Chapter 3 - Drug resistance in gynecologic cancers: Findings and underlying mechanisms

Abstract

Drug resistance is a serious issue in treating common and lethal gynecologic cancers like cervical, endometrial, and ovarian cancers. It causes the failure of cancer treatment and tumor relapse, at the cellular and genetic levels. The commonly used FDA-approved chemotherapy treatments are taxanes (paclitaxel) and platinums (carboplatin and cisplatin) for ovarian cancer; cisplatin, carboplatin, gemcitabine, paclitaxel, and bevacizumab for advanced-stage cervical cancer; and platinum, taxanes, and doxorubicin for endometrial cancer.
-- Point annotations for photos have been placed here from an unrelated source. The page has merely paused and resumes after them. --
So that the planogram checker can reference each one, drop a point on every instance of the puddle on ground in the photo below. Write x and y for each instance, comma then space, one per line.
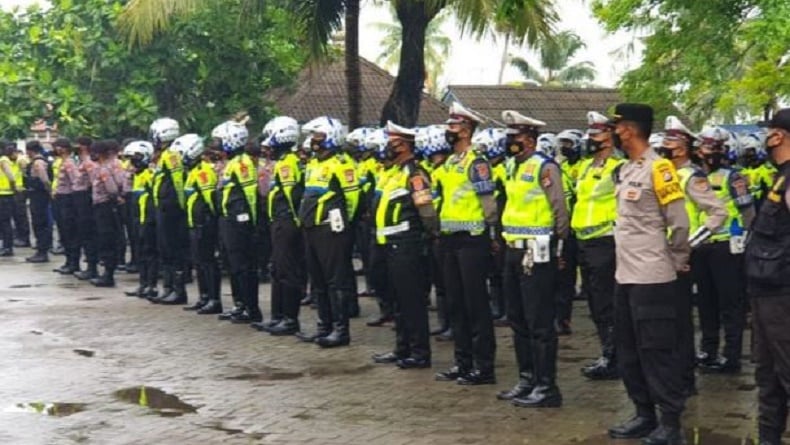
47, 409
332, 371
235, 431
694, 436
84, 352
267, 373
164, 404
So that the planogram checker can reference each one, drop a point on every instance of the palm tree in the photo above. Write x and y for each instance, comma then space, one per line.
437, 47
142, 19
527, 21
555, 57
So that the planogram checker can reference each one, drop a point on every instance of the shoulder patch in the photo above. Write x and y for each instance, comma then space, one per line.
665, 182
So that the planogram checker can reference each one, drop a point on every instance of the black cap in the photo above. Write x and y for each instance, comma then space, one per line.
781, 120
62, 143
641, 113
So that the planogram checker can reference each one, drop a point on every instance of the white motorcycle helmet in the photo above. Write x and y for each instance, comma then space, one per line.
190, 146
331, 128
281, 133
164, 130
233, 135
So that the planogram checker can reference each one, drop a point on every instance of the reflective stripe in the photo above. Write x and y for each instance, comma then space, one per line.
605, 229
533, 231
475, 227
392, 230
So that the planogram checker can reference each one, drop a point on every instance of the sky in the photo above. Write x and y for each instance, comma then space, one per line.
477, 62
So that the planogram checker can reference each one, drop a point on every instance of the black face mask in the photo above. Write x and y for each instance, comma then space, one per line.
714, 160
665, 152
451, 137
616, 141
594, 146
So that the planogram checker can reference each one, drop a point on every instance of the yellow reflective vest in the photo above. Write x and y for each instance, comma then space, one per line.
596, 204
528, 212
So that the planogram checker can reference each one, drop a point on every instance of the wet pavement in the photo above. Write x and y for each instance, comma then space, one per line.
91, 366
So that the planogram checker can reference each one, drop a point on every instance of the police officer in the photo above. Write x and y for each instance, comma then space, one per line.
718, 263
21, 220
202, 221
468, 231
105, 191
39, 187
706, 215
281, 135
534, 226
86, 224
330, 202
435, 148
142, 217
593, 224
405, 218
8, 188
768, 280
68, 175
569, 143
651, 239
170, 202
238, 210
491, 143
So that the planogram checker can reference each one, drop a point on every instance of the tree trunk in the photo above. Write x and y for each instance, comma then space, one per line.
505, 57
403, 105
353, 75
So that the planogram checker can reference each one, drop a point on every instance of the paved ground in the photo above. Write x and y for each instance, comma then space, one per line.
205, 381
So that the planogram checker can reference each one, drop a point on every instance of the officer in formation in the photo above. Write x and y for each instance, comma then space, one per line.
768, 284
441, 199
535, 227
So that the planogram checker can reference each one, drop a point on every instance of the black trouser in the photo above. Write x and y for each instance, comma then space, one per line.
364, 242
466, 260
598, 258
264, 238
565, 286
443, 310
647, 339
331, 273
237, 237
288, 269
41, 219
127, 213
68, 228
147, 253
379, 279
21, 221
6, 216
172, 236
721, 297
686, 328
86, 225
531, 313
108, 229
405, 263
203, 239
772, 356
495, 280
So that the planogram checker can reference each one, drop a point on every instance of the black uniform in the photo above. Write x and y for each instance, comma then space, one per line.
768, 280
40, 201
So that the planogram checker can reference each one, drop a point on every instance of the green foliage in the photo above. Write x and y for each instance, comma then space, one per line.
201, 71
556, 69
719, 60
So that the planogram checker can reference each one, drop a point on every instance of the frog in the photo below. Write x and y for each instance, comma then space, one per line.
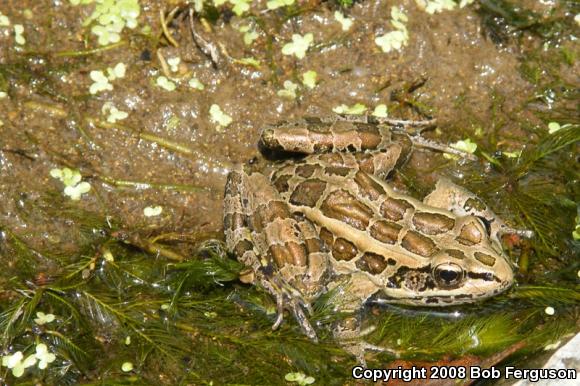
331, 219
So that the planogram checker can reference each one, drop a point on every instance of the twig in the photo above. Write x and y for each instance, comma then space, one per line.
207, 48
164, 26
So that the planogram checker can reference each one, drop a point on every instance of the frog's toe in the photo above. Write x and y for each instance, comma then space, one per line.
286, 299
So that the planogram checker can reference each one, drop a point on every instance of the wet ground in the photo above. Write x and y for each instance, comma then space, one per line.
478, 79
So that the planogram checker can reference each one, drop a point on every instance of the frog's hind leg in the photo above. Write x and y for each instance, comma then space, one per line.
289, 260
236, 219
462, 202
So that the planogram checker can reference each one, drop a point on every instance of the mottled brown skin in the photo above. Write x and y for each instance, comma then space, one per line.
331, 215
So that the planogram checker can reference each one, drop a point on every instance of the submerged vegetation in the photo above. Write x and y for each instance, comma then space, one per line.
101, 300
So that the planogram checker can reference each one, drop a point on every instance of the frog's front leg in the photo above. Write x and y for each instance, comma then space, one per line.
348, 331
277, 247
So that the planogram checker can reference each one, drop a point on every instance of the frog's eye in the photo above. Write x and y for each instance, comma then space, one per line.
448, 274
486, 223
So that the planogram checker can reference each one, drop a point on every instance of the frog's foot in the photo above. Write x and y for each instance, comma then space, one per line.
349, 334
290, 299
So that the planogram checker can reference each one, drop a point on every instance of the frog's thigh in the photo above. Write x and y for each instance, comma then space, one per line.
456, 199
318, 258
236, 227
274, 230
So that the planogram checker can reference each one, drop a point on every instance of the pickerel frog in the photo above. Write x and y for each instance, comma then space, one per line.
312, 223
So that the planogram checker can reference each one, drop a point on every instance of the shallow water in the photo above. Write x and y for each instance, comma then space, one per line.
493, 83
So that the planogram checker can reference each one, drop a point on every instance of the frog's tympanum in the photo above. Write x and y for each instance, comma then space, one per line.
332, 217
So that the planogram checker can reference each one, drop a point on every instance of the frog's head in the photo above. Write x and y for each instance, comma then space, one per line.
465, 270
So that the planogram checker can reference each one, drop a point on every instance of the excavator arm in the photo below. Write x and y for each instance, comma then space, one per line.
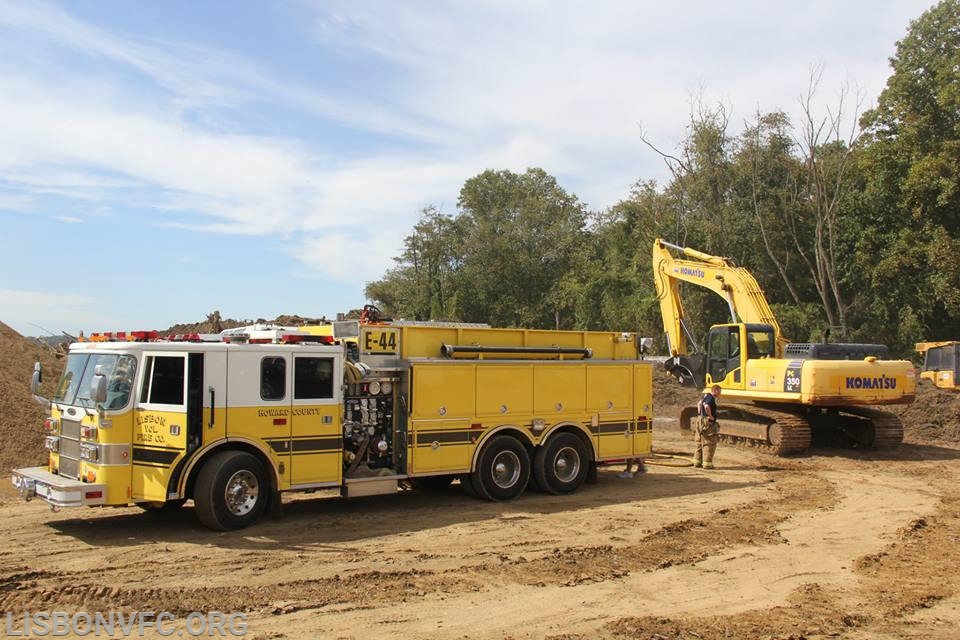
734, 284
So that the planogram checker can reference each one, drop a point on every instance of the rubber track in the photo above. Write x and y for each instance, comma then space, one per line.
788, 433
887, 427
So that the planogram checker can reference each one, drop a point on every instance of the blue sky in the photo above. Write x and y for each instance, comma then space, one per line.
159, 160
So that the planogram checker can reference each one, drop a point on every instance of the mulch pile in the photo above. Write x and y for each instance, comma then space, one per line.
21, 419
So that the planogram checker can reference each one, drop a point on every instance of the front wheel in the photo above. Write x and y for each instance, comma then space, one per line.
503, 470
560, 465
230, 492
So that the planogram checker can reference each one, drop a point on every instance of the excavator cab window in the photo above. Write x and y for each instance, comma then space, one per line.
759, 343
724, 352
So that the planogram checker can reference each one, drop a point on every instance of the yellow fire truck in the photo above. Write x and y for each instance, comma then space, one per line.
232, 420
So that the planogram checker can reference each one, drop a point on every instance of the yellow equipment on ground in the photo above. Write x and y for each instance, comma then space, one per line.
776, 394
941, 363
233, 419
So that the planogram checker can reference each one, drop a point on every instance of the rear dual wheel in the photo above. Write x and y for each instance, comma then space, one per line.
561, 465
503, 470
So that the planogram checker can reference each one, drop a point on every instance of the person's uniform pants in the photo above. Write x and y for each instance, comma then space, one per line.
706, 436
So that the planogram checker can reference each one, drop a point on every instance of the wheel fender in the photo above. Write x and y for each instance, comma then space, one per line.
203, 454
511, 429
584, 434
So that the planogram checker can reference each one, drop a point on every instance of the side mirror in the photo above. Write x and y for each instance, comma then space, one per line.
98, 386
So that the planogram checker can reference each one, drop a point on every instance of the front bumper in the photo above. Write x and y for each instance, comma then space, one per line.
37, 482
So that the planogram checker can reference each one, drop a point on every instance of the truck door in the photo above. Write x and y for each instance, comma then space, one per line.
316, 436
162, 419
610, 398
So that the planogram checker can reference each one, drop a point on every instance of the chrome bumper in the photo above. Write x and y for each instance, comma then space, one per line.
37, 482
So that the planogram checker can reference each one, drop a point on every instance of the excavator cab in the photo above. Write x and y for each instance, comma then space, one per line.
941, 364
731, 346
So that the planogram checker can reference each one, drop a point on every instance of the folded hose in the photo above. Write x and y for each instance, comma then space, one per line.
668, 460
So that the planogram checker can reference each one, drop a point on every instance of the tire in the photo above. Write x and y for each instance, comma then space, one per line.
231, 491
503, 470
561, 465
433, 483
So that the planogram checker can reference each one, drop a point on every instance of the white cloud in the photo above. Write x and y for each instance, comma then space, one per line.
470, 86
37, 313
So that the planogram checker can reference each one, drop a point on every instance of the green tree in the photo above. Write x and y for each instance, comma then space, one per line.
422, 285
912, 159
523, 235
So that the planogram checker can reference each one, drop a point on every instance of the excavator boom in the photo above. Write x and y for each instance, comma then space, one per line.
734, 284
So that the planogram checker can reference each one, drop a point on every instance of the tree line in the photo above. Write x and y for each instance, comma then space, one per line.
849, 220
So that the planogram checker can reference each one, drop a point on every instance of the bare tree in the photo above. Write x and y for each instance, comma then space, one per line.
827, 145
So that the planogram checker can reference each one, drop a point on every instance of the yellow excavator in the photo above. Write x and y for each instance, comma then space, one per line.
777, 394
941, 361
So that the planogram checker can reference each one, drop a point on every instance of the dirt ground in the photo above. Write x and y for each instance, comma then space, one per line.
832, 544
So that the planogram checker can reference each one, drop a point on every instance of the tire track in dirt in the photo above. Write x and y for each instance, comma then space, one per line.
705, 565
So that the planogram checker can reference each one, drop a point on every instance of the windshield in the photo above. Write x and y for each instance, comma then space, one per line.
74, 387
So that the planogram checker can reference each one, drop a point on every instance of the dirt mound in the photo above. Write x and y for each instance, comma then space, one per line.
935, 415
21, 419
669, 396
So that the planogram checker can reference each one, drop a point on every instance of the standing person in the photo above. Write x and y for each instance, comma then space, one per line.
707, 434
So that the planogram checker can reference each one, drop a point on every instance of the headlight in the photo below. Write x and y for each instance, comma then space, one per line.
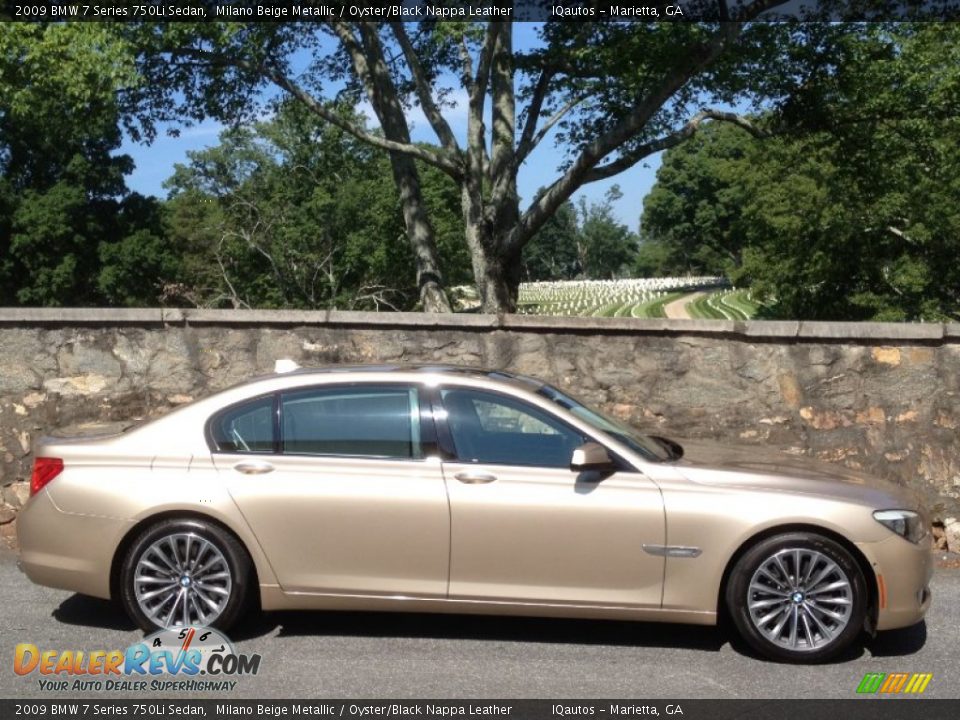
905, 523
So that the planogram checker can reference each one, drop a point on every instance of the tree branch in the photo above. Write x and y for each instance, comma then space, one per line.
424, 92
528, 147
533, 110
280, 79
431, 158
594, 151
666, 142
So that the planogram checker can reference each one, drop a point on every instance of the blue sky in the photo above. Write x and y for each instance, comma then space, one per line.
155, 162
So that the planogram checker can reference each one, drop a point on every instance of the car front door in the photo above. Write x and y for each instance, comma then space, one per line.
525, 528
341, 496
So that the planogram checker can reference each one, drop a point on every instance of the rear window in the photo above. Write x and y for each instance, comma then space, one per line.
245, 428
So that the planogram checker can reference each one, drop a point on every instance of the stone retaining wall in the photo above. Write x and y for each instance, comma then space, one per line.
876, 396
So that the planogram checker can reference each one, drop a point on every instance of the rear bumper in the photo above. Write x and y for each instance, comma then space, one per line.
67, 550
903, 572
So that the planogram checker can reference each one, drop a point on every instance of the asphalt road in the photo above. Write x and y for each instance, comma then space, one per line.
358, 655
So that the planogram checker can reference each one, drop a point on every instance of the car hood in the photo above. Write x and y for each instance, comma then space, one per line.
770, 469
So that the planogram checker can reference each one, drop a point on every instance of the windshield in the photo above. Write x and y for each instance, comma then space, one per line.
638, 442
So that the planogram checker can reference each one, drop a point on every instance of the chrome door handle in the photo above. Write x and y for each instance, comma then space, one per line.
475, 478
253, 468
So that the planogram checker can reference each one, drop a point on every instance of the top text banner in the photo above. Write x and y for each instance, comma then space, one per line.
480, 10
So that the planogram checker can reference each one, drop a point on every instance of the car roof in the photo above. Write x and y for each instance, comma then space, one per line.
425, 368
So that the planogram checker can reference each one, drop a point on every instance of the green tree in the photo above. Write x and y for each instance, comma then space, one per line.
292, 213
692, 215
606, 248
839, 215
67, 221
552, 253
649, 86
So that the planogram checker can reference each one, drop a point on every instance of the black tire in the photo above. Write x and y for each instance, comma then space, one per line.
229, 557
804, 606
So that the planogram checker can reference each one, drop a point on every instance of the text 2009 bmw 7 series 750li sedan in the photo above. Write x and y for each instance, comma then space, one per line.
454, 490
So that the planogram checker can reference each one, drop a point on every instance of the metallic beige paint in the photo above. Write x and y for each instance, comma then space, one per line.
355, 533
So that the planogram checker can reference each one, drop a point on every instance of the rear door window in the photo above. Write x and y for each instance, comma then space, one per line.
369, 421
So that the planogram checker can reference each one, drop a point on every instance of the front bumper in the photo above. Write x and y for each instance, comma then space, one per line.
69, 551
903, 572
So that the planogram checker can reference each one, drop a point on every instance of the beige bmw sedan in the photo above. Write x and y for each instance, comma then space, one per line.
446, 489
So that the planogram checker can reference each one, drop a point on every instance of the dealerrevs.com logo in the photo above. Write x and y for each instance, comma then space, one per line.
177, 659
894, 683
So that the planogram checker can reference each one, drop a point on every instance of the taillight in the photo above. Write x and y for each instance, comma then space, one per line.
44, 470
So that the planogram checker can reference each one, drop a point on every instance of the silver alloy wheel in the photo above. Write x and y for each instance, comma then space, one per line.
182, 579
800, 599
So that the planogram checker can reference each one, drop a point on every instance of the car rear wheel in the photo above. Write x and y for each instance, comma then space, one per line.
185, 572
797, 597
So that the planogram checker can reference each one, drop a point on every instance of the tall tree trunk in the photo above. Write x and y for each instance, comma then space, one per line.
420, 233
498, 281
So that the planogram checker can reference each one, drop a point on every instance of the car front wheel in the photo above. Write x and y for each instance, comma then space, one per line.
798, 597
185, 572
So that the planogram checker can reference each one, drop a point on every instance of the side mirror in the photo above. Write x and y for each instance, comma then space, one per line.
591, 456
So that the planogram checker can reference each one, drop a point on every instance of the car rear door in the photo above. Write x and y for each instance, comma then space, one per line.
341, 497
525, 528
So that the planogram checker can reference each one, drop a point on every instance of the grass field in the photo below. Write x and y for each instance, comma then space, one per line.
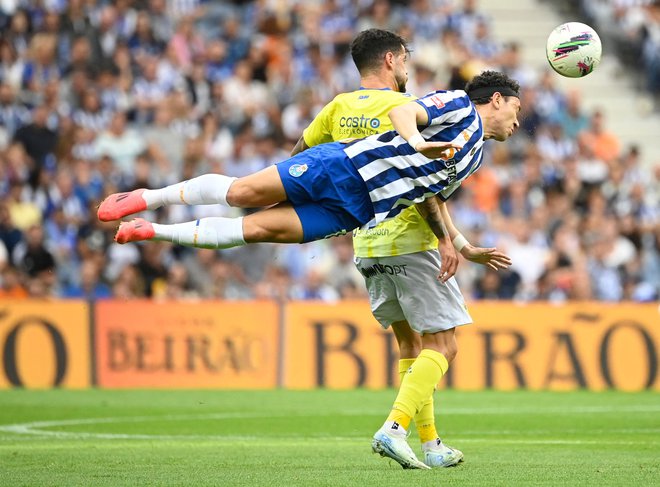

Decrease of intracellular accumulation of chemotherapy agents by acting on drug efflux and influx mechanisms is an important mechanism for developing resistance to chemotherapy. Signaling pathways like MAPK, PI3K, and mTOR help in regulating survival of cell, proliferation, and growth, contributing to resistance of drugs. The treatment of gynecologic cancers is affected by affecting the membrane transporter, cell death, and apoptosis. The roles of oncogenes, tumor-suppressor genes, and some proteins such as vimentin, connexin-32 (Cx-32), and tumor necrosis factor-associated protein 1 (TRAP-1) are being investigated to look for an involvement in drug resistance mechanisms. Other mechanisms leading to drug resistance are DNA repair mechanisms, cancer stem cell resistance, epithelial-mesenchymal transition activation, microRNAs (miRNAs), and circular RNAs (circRNAs). There are possibilities of other mechanisms of resistance, which is yet to be completely understood. This understanding is crucial in identifying possible biomarkers and monitoring the pattern of resistance and development of novel and effective targeting therapies to ultimately prevent failure of treatment.